Wegweiser für die Welt

von Redaktion

Neues Turmkreuz für St. Vigilius eingeweiht

Kirchdorf – Die Pfarrkirche St. Vigilius im Bruckmühler Ortsteil Kirchdorf wird einer gründlichen Renovierung unterzogen. Zu den umfangreichen Renovierungsarbeiten zählt auch die Sanierung des Kirchturms (wir berichteten). Als deren „Krönung“ wurde nunmehr das nagelneue Turmkreuz geweiht.

Bei der Segnungsfeier, an der gut 50 Gläubige teilnahmen (darunter Pfarrer i. R. Harald Höschler und der Bruckmühler Ehrenbürger Anton Stahuber), erklärte Pfarrer Augustin Butacu: „Dieses Kreuz ist kein Stück Stahl, sondern ein Bekenntnis und ein Fingerzeig.

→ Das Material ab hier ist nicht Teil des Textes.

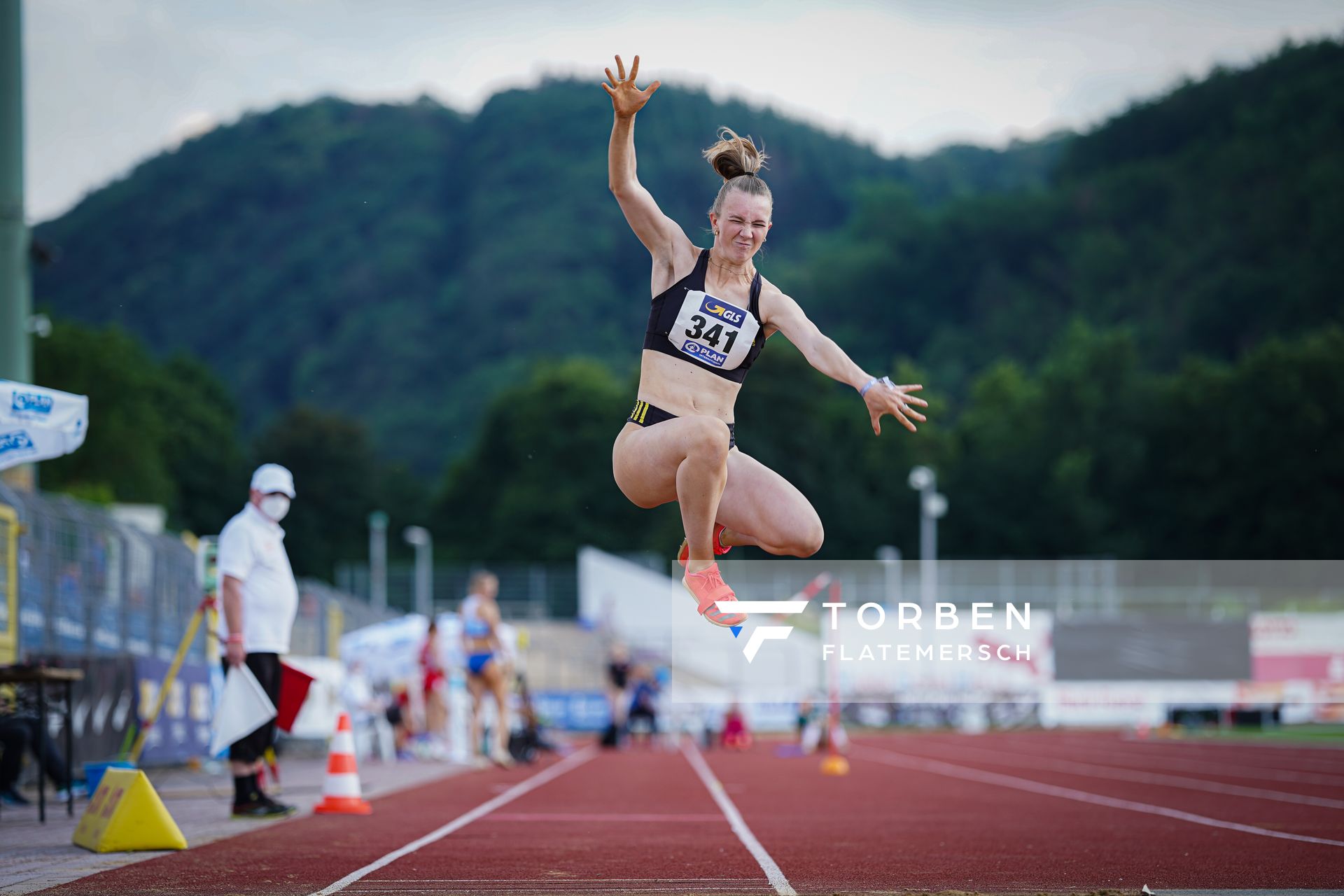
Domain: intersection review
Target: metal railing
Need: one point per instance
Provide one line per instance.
(77, 582)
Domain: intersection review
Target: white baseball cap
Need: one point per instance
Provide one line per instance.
(273, 477)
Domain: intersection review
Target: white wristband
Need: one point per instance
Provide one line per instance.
(885, 381)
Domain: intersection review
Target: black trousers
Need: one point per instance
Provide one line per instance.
(267, 668)
(19, 731)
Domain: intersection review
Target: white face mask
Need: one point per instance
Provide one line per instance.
(276, 507)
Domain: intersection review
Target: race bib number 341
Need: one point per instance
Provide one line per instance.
(713, 331)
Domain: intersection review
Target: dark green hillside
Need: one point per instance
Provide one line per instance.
(1209, 220)
(401, 264)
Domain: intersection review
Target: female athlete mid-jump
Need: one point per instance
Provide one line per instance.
(711, 316)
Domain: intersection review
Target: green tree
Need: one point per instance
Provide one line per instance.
(537, 484)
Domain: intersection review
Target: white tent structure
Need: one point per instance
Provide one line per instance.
(39, 424)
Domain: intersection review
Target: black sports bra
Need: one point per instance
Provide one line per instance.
(708, 332)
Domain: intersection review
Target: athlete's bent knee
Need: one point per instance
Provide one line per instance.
(710, 437)
(811, 540)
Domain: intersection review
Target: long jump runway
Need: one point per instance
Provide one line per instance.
(1031, 812)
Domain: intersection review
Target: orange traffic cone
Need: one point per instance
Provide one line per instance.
(340, 789)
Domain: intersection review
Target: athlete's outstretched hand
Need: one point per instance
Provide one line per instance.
(626, 99)
(886, 398)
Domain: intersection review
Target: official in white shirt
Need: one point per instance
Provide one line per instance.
(260, 603)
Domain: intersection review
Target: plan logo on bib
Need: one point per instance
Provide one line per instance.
(764, 633)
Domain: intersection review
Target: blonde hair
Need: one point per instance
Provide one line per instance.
(737, 160)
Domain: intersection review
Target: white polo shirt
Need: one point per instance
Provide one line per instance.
(252, 548)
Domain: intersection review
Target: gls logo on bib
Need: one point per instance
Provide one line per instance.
(723, 312)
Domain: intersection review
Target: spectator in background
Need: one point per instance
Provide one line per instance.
(435, 684)
(487, 663)
(260, 602)
(617, 687)
(18, 729)
(644, 708)
(14, 739)
(368, 715)
(736, 732)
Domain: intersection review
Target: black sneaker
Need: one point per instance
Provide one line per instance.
(13, 797)
(260, 809)
(289, 811)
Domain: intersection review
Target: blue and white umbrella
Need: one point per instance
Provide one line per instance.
(39, 424)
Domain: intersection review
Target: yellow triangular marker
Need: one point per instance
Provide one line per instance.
(127, 814)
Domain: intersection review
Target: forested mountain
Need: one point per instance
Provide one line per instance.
(400, 264)
(1133, 339)
(1208, 220)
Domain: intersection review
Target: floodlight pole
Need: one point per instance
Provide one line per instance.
(378, 559)
(424, 545)
(932, 508)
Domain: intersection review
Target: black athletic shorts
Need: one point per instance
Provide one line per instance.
(645, 414)
(267, 668)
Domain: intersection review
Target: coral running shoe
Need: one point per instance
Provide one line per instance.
(685, 552)
(707, 587)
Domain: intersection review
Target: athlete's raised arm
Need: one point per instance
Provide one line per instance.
(659, 232)
(879, 394)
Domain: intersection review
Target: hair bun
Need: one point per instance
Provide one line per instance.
(734, 156)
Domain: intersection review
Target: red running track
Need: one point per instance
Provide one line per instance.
(997, 813)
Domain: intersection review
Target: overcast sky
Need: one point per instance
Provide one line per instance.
(112, 83)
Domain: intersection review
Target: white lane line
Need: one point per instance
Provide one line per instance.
(1000, 758)
(524, 786)
(600, 817)
(1069, 793)
(739, 828)
(737, 888)
(1203, 766)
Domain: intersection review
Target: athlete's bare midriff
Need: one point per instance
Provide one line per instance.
(683, 387)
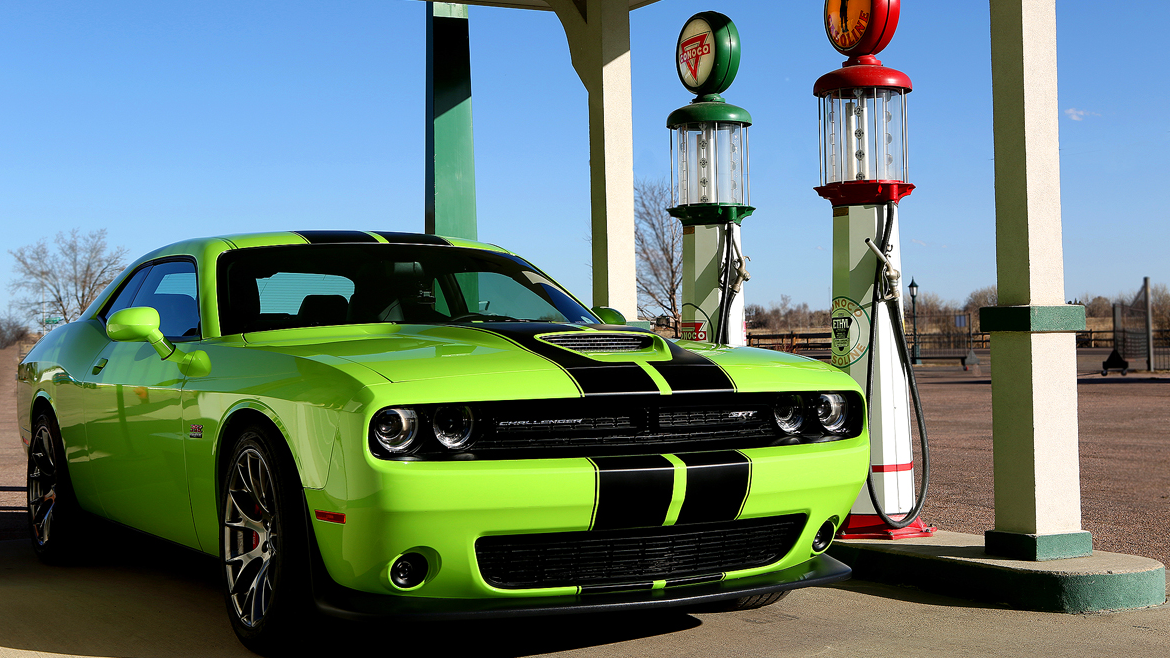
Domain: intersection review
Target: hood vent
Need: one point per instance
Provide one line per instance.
(598, 342)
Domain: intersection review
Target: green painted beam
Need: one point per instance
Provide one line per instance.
(956, 564)
(449, 204)
(1034, 319)
(1038, 548)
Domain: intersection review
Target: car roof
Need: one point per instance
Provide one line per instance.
(280, 238)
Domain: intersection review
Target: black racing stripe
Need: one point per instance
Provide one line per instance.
(632, 492)
(606, 589)
(688, 371)
(694, 580)
(335, 237)
(594, 377)
(396, 238)
(716, 486)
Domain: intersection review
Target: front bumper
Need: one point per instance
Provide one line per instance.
(442, 508)
(346, 603)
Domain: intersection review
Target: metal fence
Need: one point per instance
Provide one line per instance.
(956, 345)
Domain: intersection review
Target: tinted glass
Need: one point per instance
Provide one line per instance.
(321, 285)
(172, 290)
(125, 296)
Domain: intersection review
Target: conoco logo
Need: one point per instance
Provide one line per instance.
(692, 50)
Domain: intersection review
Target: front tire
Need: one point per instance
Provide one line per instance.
(262, 541)
(54, 516)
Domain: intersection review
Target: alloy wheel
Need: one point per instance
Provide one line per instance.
(249, 536)
(42, 485)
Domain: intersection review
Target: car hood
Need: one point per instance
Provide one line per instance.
(407, 353)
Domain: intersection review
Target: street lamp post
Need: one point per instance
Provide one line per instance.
(914, 312)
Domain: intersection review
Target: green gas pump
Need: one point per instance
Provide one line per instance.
(709, 180)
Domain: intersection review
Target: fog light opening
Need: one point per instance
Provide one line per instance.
(408, 571)
(824, 535)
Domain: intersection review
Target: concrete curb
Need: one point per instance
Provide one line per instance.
(956, 564)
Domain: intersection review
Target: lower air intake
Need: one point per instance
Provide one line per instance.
(634, 555)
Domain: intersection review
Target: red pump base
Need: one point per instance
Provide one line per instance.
(872, 527)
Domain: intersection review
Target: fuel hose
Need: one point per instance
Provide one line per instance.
(908, 369)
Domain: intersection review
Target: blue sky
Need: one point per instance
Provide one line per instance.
(163, 121)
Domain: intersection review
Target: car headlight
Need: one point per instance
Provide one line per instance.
(394, 430)
(789, 413)
(832, 412)
(453, 426)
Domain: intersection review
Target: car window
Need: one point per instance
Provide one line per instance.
(172, 290)
(499, 294)
(125, 296)
(286, 292)
(282, 287)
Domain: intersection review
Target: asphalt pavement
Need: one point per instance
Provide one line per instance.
(136, 596)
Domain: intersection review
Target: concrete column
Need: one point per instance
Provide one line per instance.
(598, 33)
(449, 203)
(1033, 388)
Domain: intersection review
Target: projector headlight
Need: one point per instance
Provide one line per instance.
(832, 412)
(453, 426)
(393, 430)
(789, 412)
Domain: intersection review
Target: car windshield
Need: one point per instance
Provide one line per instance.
(266, 288)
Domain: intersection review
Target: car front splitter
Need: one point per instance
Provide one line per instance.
(346, 603)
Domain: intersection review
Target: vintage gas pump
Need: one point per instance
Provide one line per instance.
(709, 180)
(864, 175)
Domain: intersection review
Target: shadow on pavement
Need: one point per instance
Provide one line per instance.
(912, 595)
(137, 596)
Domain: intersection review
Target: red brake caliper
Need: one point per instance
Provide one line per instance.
(255, 535)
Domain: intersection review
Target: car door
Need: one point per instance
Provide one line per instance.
(133, 416)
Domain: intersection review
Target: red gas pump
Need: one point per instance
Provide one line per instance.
(864, 175)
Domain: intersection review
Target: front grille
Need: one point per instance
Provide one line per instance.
(630, 426)
(593, 342)
(639, 555)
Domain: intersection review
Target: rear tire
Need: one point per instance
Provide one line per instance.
(263, 546)
(54, 516)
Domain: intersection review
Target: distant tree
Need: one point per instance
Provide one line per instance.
(1160, 301)
(12, 330)
(658, 246)
(1098, 306)
(69, 275)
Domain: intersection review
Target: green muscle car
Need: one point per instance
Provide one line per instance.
(377, 424)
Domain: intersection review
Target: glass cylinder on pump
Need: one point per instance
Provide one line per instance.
(709, 163)
(862, 135)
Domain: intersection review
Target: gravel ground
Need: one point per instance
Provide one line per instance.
(1124, 454)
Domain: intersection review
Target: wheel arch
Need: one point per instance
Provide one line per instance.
(234, 422)
(41, 404)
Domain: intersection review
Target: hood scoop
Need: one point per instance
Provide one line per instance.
(600, 342)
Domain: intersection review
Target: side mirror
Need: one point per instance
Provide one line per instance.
(138, 324)
(608, 315)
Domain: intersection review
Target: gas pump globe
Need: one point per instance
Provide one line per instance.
(709, 180)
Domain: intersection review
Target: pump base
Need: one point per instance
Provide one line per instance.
(872, 527)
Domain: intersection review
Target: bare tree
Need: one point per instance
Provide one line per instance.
(69, 275)
(658, 244)
(12, 330)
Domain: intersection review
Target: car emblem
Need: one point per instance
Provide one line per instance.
(541, 423)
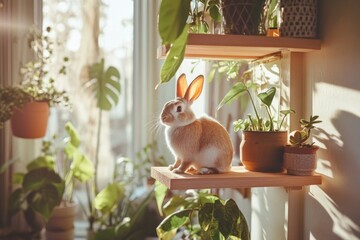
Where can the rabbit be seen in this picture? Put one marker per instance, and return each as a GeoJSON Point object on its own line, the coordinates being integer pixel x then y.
{"type": "Point", "coordinates": [202, 145]}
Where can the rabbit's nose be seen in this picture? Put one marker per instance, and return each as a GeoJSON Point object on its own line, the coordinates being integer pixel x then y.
{"type": "Point", "coordinates": [166, 118]}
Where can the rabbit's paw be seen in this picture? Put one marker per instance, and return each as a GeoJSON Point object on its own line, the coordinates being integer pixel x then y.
{"type": "Point", "coordinates": [203, 171]}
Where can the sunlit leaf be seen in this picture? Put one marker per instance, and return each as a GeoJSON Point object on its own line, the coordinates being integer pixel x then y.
{"type": "Point", "coordinates": [234, 93]}
{"type": "Point", "coordinates": [267, 96]}
{"type": "Point", "coordinates": [107, 200]}
{"type": "Point", "coordinates": [172, 19]}
{"type": "Point", "coordinates": [106, 86]}
{"type": "Point", "coordinates": [173, 222]}
{"type": "Point", "coordinates": [174, 57]}
{"type": "Point", "coordinates": [160, 193]}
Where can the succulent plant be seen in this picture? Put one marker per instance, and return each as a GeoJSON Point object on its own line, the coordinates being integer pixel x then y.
{"type": "Point", "coordinates": [299, 137]}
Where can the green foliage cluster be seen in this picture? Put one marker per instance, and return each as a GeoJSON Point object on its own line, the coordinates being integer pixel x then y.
{"type": "Point", "coordinates": [174, 29]}
{"type": "Point", "coordinates": [298, 138]}
{"type": "Point", "coordinates": [36, 83]}
{"type": "Point", "coordinates": [199, 215]}
{"type": "Point", "coordinates": [256, 123]}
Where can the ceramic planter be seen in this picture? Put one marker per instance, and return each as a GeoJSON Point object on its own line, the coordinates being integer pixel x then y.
{"type": "Point", "coordinates": [300, 160]}
{"type": "Point", "coordinates": [31, 120]}
{"type": "Point", "coordinates": [61, 222]}
{"type": "Point", "coordinates": [263, 151]}
{"type": "Point", "coordinates": [299, 18]}
{"type": "Point", "coordinates": [241, 16]}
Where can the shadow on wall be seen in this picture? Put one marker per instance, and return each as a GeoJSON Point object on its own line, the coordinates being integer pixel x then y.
{"type": "Point", "coordinates": [334, 207]}
{"type": "Point", "coordinates": [268, 213]}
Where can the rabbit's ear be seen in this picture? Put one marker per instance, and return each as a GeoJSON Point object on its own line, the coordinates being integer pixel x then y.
{"type": "Point", "coordinates": [195, 89]}
{"type": "Point", "coordinates": [181, 86]}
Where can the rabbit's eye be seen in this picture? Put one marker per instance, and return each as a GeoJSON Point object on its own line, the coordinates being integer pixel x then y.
{"type": "Point", "coordinates": [178, 109]}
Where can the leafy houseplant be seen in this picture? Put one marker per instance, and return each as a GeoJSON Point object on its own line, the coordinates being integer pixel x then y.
{"type": "Point", "coordinates": [36, 92]}
{"type": "Point", "coordinates": [199, 215]}
{"type": "Point", "coordinates": [40, 190]}
{"type": "Point", "coordinates": [72, 166]}
{"type": "Point", "coordinates": [300, 156]}
{"type": "Point", "coordinates": [174, 29]}
{"type": "Point", "coordinates": [259, 132]}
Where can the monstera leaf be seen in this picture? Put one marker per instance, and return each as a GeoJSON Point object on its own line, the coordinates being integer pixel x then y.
{"type": "Point", "coordinates": [105, 84]}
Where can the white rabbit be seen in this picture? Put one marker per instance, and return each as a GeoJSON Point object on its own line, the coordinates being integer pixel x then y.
{"type": "Point", "coordinates": [202, 144]}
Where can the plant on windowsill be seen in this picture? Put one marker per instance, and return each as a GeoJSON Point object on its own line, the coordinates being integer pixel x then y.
{"type": "Point", "coordinates": [261, 147]}
{"type": "Point", "coordinates": [72, 166]}
{"type": "Point", "coordinates": [174, 28]}
{"type": "Point", "coordinates": [199, 215]}
{"type": "Point", "coordinates": [39, 191]}
{"type": "Point", "coordinates": [299, 155]}
{"type": "Point", "coordinates": [36, 92]}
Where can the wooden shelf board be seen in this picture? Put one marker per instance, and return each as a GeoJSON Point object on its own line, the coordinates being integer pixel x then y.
{"type": "Point", "coordinates": [239, 177]}
{"type": "Point", "coordinates": [212, 46]}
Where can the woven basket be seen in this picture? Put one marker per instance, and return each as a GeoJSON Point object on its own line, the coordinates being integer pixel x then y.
{"type": "Point", "coordinates": [299, 18]}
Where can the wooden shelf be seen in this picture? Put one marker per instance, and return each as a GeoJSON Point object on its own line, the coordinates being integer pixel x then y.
{"type": "Point", "coordinates": [239, 177]}
{"type": "Point", "coordinates": [212, 46]}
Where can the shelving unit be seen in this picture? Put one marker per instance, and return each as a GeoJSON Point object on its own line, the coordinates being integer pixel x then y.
{"type": "Point", "coordinates": [206, 46]}
{"type": "Point", "coordinates": [239, 177]}
{"type": "Point", "coordinates": [242, 46]}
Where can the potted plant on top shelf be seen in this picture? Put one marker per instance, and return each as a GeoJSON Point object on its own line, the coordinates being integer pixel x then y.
{"type": "Point", "coordinates": [261, 147]}
{"type": "Point", "coordinates": [27, 105]}
{"type": "Point", "coordinates": [300, 156]}
{"type": "Point", "coordinates": [174, 28]}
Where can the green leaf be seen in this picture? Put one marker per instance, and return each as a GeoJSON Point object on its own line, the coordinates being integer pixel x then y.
{"type": "Point", "coordinates": [175, 203]}
{"type": "Point", "coordinates": [5, 166]}
{"type": "Point", "coordinates": [172, 19]}
{"type": "Point", "coordinates": [267, 96]}
{"type": "Point", "coordinates": [160, 193]}
{"type": "Point", "coordinates": [82, 168]}
{"type": "Point", "coordinates": [173, 222]}
{"type": "Point", "coordinates": [46, 199]}
{"type": "Point", "coordinates": [215, 14]}
{"type": "Point", "coordinates": [174, 57]}
{"type": "Point", "coordinates": [43, 161]}
{"type": "Point", "coordinates": [40, 177]}
{"type": "Point", "coordinates": [108, 199]}
{"type": "Point", "coordinates": [206, 216]}
{"type": "Point", "coordinates": [73, 134]}
{"type": "Point", "coordinates": [16, 200]}
{"type": "Point", "coordinates": [106, 86]}
{"type": "Point", "coordinates": [234, 92]}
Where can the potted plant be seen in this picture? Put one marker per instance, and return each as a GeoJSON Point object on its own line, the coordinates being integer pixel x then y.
{"type": "Point", "coordinates": [261, 147]}
{"type": "Point", "coordinates": [199, 215]}
{"type": "Point", "coordinates": [174, 29]}
{"type": "Point", "coordinates": [40, 190]}
{"type": "Point", "coordinates": [72, 166]}
{"type": "Point", "coordinates": [245, 17]}
{"type": "Point", "coordinates": [300, 156]}
{"type": "Point", "coordinates": [27, 105]}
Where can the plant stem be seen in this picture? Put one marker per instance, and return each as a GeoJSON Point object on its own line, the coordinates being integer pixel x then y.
{"type": "Point", "coordinates": [271, 120]}
{"type": "Point", "coordinates": [253, 104]}
{"type": "Point", "coordinates": [97, 151]}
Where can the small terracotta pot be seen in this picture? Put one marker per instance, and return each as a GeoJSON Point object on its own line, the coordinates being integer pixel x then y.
{"type": "Point", "coordinates": [300, 161]}
{"type": "Point", "coordinates": [263, 151]}
{"type": "Point", "coordinates": [31, 120]}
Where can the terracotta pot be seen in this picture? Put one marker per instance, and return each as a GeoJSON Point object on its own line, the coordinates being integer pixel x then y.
{"type": "Point", "coordinates": [300, 161]}
{"type": "Point", "coordinates": [263, 151]}
{"type": "Point", "coordinates": [31, 120]}
{"type": "Point", "coordinates": [61, 222]}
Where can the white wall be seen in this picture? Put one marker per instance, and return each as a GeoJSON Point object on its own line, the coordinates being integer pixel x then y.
{"type": "Point", "coordinates": [333, 76]}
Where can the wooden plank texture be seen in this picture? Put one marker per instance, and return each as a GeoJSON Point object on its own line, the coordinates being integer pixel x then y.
{"type": "Point", "coordinates": [239, 177]}
{"type": "Point", "coordinates": [211, 46]}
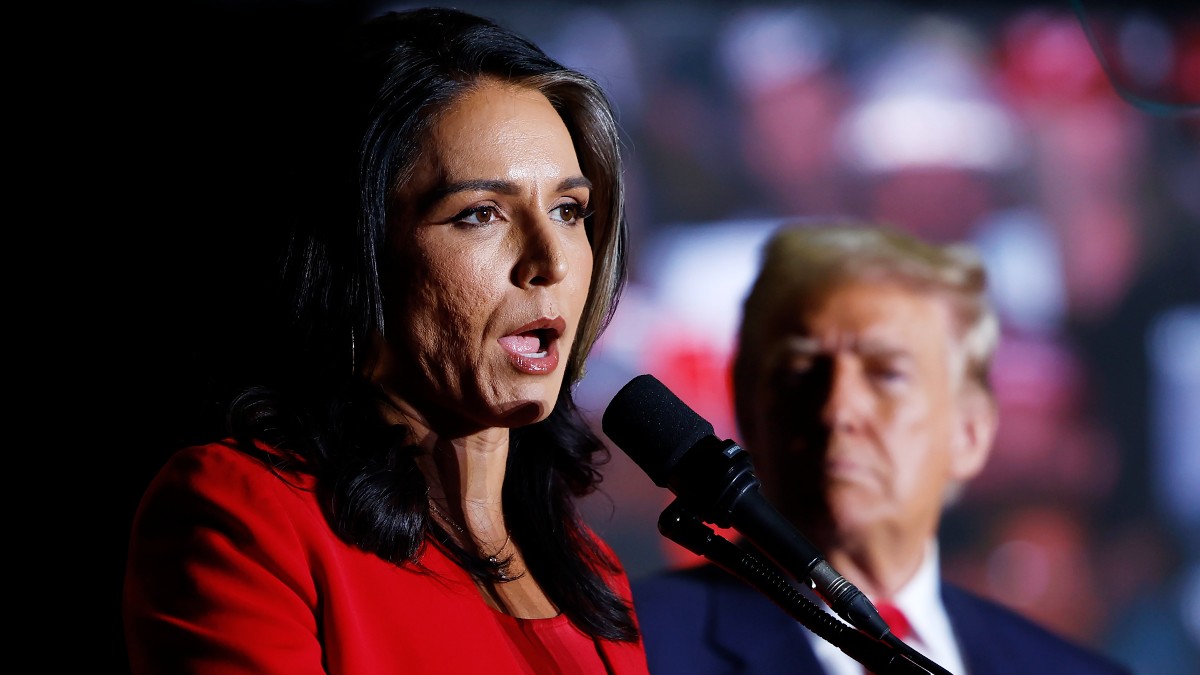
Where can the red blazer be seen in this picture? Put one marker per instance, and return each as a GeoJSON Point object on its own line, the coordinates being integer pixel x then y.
{"type": "Point", "coordinates": [233, 569]}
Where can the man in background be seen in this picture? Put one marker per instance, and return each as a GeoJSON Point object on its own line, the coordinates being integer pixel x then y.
{"type": "Point", "coordinates": [862, 393]}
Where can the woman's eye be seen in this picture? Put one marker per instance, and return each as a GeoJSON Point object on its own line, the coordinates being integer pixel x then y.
{"type": "Point", "coordinates": [569, 213]}
{"type": "Point", "coordinates": [478, 215]}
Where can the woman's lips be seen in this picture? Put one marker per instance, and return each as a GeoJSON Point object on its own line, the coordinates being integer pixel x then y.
{"type": "Point", "coordinates": [533, 348]}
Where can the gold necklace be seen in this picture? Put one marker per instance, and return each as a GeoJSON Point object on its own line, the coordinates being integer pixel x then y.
{"type": "Point", "coordinates": [502, 567]}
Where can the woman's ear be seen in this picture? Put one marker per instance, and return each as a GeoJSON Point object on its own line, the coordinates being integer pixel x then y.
{"type": "Point", "coordinates": [978, 419]}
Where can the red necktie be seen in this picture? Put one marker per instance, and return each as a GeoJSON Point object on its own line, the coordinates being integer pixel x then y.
{"type": "Point", "coordinates": [895, 620]}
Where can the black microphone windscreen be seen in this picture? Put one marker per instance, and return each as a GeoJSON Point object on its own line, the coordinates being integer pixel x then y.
{"type": "Point", "coordinates": [653, 426]}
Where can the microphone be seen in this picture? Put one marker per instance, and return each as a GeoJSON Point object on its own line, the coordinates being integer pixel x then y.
{"type": "Point", "coordinates": [715, 481]}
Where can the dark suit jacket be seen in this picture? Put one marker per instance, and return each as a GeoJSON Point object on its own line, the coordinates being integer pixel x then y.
{"type": "Point", "coordinates": [705, 621]}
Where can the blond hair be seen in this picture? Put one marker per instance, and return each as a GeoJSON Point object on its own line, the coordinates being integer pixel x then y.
{"type": "Point", "coordinates": [807, 261]}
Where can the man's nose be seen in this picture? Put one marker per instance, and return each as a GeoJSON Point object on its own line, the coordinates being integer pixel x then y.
{"type": "Point", "coordinates": [845, 396]}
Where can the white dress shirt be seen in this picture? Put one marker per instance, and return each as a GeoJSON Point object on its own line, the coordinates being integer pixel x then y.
{"type": "Point", "coordinates": [921, 601]}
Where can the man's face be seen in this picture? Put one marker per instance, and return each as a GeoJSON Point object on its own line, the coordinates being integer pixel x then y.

Es ist kein Denkmal der Niederlage, sondern ein Zeichen des Sieges. Wir stellen uns unter dieses Zeichen und wollen, dass es sichtbar bleibt für die Pfarrgemeinde und für die Welt, wie ein Wegweiser in der Landschaft oder ein Licht auf dem Berg.“

Kirchliche Delegation
wagt sich in die Höhe

Butacu führte fort: „Das neue Turmkreuz soll ein neuer Anfang sein nach der Renovierung der Pfarrkirche.“

Mit Fürbitten und dem gemeinsamen „Vaterunser“ endete die kirchliche Zeremonie. Danach richtete Kirchenpfleger Anton Hell Dankesworte an Pfarrer Butacu und an alle am Renovierungsprojekt Beteiligten. Sein besonderer Dank galt Lydia Lehner vom Architekturbüro „A2“: „Ohne Sie würden wir heute nicht hier stehen.“ Ferner berichtete er über den Inhalt der alten Turmkugel, der aus den beiden vorherigen Renovierungen in den Jahren 1909 und 1951 stammt. So fanden sich darin verschiedene Schriftstücke mit Ausführungen über das Gotteshaus, teils in sogenannter „deutscher Schrift“.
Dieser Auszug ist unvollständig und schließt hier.